IT IS only when the three big men sit down at my table that I can look beyond them and see their shoes neatly lined up outside my glass doors. They have padded over my tiled floor with a care it does not deserve.

On this wet, cold day, César has already muddied every square tile as if playing a game of hopscotch. The sodden leaves and twigs his long coat has gathered, fill in the tiles his paws have missed.

When I give them the minute cups of strong espresso they’ve asked for, after I invited them in, I tell them there was no need for the ceremonial shoe removal: the floor is filthy.

They look at me with a muted incomprehension. This is what workmen, ‘dirty jobs’ workmen, do, when entering a house. It matters not if the floor is already muddied or clean.

And it’s true. Every French workman who has come here has instinctively done the same. They have also not left without clearing and cleaning their workspace.

It is a question of respect. Respect for the client’s space; respect for their own temporary place in it. And pride. For there are few jobs considered beneath the dignity of a French workman…each job has a value and a worth.

We shake hands on meeting and call each other madame/monsieur that gives a strange formal gravity to what is to come.

We are engaged on a contract, which has already been signed and sealed on the acceptance of the ‘devis’ – the estimate of the work.

Unless specifically discussed, agreed, and again, signed for, the bottom line cannot be changed. It’s a great comfort to have a fixed price when funds are tight and worked out to the nth degree.

That same formality of thought and service is evidenced in all areas.

You need to live here, I think, to understand it is not disdainful arrogance at work when you feel slighted.

It is your, forgive me, Anglo disdain of those who, you think, make you feel superior. I have cringed so often at the rudeness, the vulgarity of Britons abroad, in their loud assertions of that superiority.

(I’ve cringed too in the restaurants of London, Edinburgh and even Glasgow. It is often not merely a question of language.)

Here, the waiter/waitress can tell you the ingredients of all you’re eating; the sommelier will almost sing the wine list if he feels you deserve it; the street cleaner in his little car curves and re-curves the corner to pick up the last bit of litter.

The postman/woman have gone through interviews and written tests for the privilege of delivering the mail; the girl at the supermarket till automatically says hello to each customer and goodbye with a wish for a good evening.
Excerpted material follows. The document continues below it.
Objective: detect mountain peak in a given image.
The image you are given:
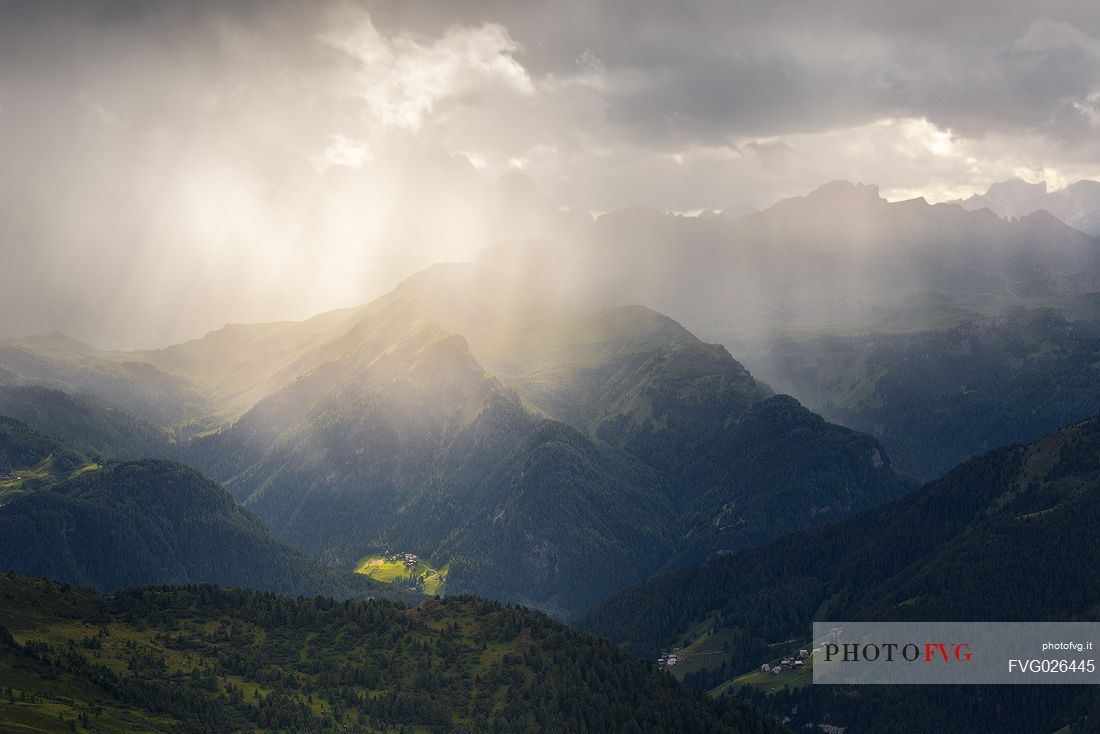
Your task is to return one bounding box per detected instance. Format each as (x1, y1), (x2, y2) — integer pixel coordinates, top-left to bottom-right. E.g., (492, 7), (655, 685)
(986, 177), (1047, 199)
(805, 180), (883, 204)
Every shop server will do the same. It is only the foreigners who brusquely go straight in and demand what they’re there for.

That will cause you grief in France. It is considered the height of rudeness to ignore the pleasantries in one’s demands and, trust me; you will pay for it in the subsequent, truculent service.

Anyway, back to the three, unshod, large men drinking from their tiny cups at my table.

They are the workers who have finally, finally, arrived to install the field drains around my house and over my ‘parc’ to the ditch beyond via an electric pump.

Large machinery, including a digger, is in place and I fear for the state of my parc when it’s over.

But that has to be better than waiting for the main part of the house to flood and run with water when the storms come.

At mid-day they knock on the door to tell me they’re going for lunch. At 2pm precisely, they return.

I have no problem with that. This is our work/life balance; envied the world over.

Of course, even here in La France Profonde that is changing. Slowly though, I’m happy to say.

The two-hour lunch is no longer sacred; big shops even open through it now and Monday is no longer a closed-door day.

But enough still hold out against the tide of work, work, work, which has swallowed and swallows our lives.

Admittedly I have come to this thought late when I am no longer required, or wish to work, every hour God sends.

No, that’s a lie. I would still work every hour God sends if I physically could.

It’s easy to say that when you loved what you did.

But that doesn’t fit here either, does it? I’ve spoken to many people in France about this work/life business that are like me.

And then I understand they’re not. They want as much a fulfilling life as they want their job. No question of one or the other.

Anyway, outside, another lorry has arrived and is removing the dredged up earth to the original lorry outside the drive.

One side of the house has been dug out the other still to come.

I know nothing. However it seems a new line must be put in for the electric pump where it was not expected to be.

It is an unexpected expense, but not mine, the overseer tells me.

"That’s our problem," he tells me with a smile.